# How to Recertify for the NREMT?



## AndrewMann (Feb 8, 2016)

Hello, I'm currently a certified EMT in CA and have been working as one for a year now. I plan on moving out of CA sometime within the next year and as a result would like to recertify my NREMT. I've redone my CPR cert, I've taken care of the 48 hours of CE's (through a Human Anatomy/Physiology class at my college) but still need to do a 24 hour refresher. I'm looking to do one online if possible, and was wondering if anyone had any recommendations on which one I should choose? Also, after I've done the refresher, where do I go from there? Do I need to go somewhere to recertify? Do I need to take the NREMT examination again? Any info I can get would be a huge help, thank you so much!


----------



## OnceAnEMT (Feb 8, 2016)

I am currently in the process of completing the 24 hour refresher at EMT Fire Training, which is completely online. It's competitively priced, well put-together, and well supported. 
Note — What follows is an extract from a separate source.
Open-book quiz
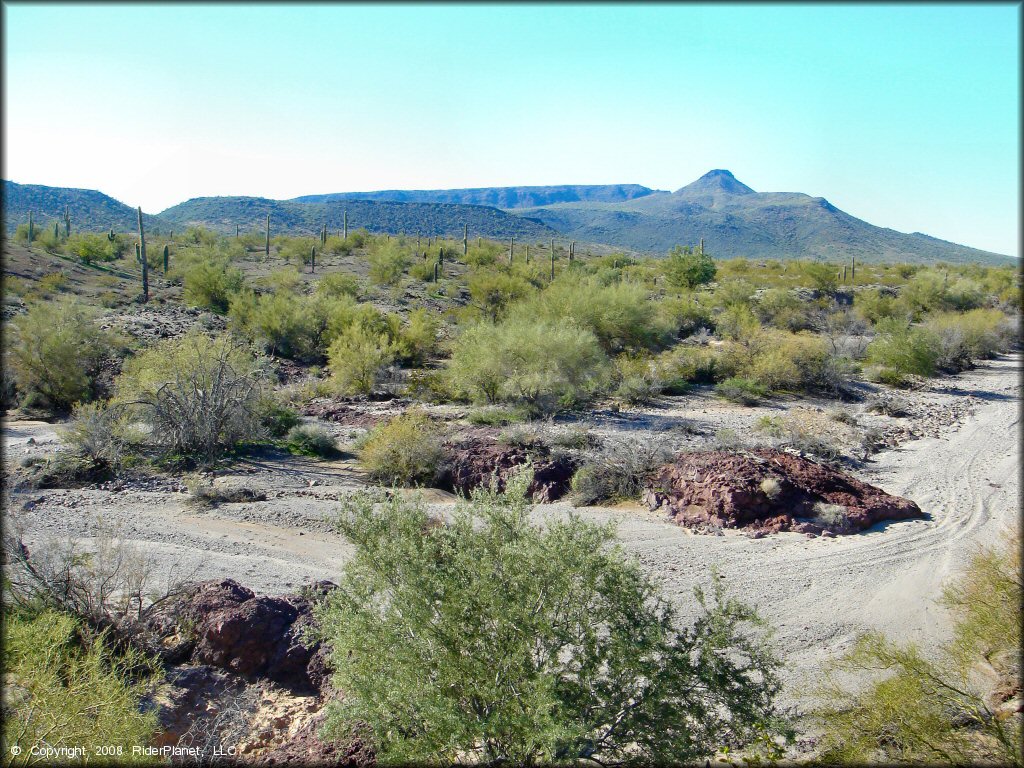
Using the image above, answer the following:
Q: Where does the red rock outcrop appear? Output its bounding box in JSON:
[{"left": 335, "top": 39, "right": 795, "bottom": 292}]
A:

Recert instructions are explained the EMT Recertification brochure on the NREMT website. Basically you choose hours or retest, and you seem to have chosen hours. Simply complete the refresher and submit your recert, all online. 

Others may have other refresher input, this is just based off of my sole experience. There are a couple online programs out there.


----------



## AndrewMann (Feb 8, 2016)

Grimes said:


> I am currently in the process of completing the 24 hour refresher at EMT Fire Training, which is completely online. It's competitively priced, well put-together, and well supported.
> 
> Recert instructions are explained the EMT Recertification brochure on the NREMT website. Basically you choose hours or retest, and you seem to have chosen hours. Simply complete the refresher and submit your recert, all online.
> 
> Others may have other refresher input, this is just based off of my sole experience. There are a couple online programs out there.


Ok perfect! That is exactly what I needed to know. Thank you so much for the help!


----------